Lo si può produrre negli stati degli USA del sud, nelle indie occidentali, nelle zone tropicali dell’Africa, in Egitto, in Brasile e soprattutto in India.
Oltre al vincolo del terreno/clima adatto vi è quello della manodopera necessaria a coltivarlo: un lavoratore può produrre solo una certa quantità di cotone: per averne di più è necessaria più manodopera.

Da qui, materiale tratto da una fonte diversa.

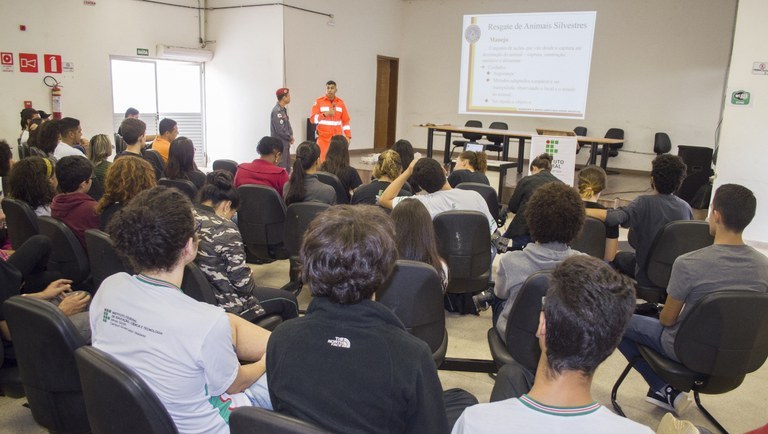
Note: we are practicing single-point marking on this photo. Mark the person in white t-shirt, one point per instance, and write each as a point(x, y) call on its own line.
point(186, 351)
point(574, 341)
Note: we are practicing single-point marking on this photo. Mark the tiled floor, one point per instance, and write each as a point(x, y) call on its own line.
point(739, 410)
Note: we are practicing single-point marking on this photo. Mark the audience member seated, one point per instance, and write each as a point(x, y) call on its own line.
point(169, 130)
point(470, 167)
point(33, 180)
point(24, 272)
point(727, 265)
point(415, 237)
point(555, 215)
point(440, 197)
point(187, 351)
point(303, 185)
point(592, 181)
point(134, 131)
point(574, 341)
point(349, 365)
point(126, 178)
point(181, 162)
point(518, 231)
point(645, 215)
point(337, 162)
point(71, 140)
point(264, 170)
point(221, 255)
point(73, 206)
point(388, 167)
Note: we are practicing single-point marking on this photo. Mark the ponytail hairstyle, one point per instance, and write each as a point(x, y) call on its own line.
point(218, 188)
point(306, 155)
point(477, 160)
point(543, 162)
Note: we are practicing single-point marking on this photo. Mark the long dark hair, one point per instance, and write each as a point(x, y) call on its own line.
point(306, 155)
point(415, 235)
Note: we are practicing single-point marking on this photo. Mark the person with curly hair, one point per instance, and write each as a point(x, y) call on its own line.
point(33, 180)
point(388, 168)
point(126, 178)
point(181, 162)
point(645, 215)
point(555, 215)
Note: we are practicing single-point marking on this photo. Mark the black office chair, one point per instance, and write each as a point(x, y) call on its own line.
point(118, 400)
point(228, 165)
point(183, 185)
point(297, 219)
point(261, 220)
point(499, 212)
point(661, 143)
point(468, 137)
point(591, 239)
point(102, 257)
point(497, 140)
point(44, 341)
point(414, 293)
point(342, 195)
point(674, 239)
point(723, 338)
point(255, 420)
point(522, 345)
point(464, 242)
point(67, 256)
point(21, 221)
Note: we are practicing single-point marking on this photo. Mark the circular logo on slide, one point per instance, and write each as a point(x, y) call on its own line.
point(472, 33)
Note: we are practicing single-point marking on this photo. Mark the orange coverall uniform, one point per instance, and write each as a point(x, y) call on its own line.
point(328, 126)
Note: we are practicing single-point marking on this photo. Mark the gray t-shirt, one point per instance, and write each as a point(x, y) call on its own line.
point(715, 268)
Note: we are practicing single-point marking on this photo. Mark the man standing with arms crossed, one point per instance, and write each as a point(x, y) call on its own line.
point(280, 126)
point(331, 117)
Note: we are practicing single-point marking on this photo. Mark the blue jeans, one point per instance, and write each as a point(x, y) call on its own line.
point(645, 331)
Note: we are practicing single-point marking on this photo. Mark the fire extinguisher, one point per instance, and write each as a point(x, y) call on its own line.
point(55, 95)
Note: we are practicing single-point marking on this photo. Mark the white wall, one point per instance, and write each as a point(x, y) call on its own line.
point(744, 134)
point(87, 36)
point(657, 66)
point(242, 78)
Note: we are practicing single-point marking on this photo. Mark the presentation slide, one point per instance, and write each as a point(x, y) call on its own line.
point(534, 64)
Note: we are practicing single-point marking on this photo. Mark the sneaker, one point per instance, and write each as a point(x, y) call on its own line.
point(672, 399)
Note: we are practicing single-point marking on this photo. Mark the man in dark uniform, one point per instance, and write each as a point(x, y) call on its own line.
point(280, 126)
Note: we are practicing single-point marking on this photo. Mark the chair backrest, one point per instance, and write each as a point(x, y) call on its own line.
point(725, 334)
point(523, 320)
point(45, 341)
point(495, 138)
point(661, 143)
point(255, 420)
point(117, 399)
point(196, 285)
point(342, 195)
point(675, 239)
point(414, 293)
point(473, 137)
point(261, 220)
point(488, 193)
point(297, 219)
point(67, 256)
point(103, 257)
point(21, 221)
point(615, 133)
point(183, 185)
point(591, 240)
point(228, 165)
point(464, 242)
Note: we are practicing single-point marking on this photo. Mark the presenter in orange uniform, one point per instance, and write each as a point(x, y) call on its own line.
point(331, 117)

Ovviamente gli industriali inglesi vogliono acquistarlo al minor prezzo possibile. Per i motivi sopraddetti l’India sarebbe il produttore ideale avendo sia terre adatte che manodopera in abbondanza: il problema è il trasporto. All’epoca (1860) il canale di Suez (1859-1869) ancora non è stato neppure iniziato (gli articoli sono dei primi anni '50) e i prodotti provenienti dall’India (e dall’oriente in genere) devono circumnavigare l’Africa. In pratica la produzione indiana diviene conveniente e si espande senza problemi (c’è manodopera e terreno) quando negli USA il raccolto è cattivo e, di conseguenza, il prezzo del cotone grezzo sale. La produzione africana, potenzialmente promettente, è invece piccola (*2).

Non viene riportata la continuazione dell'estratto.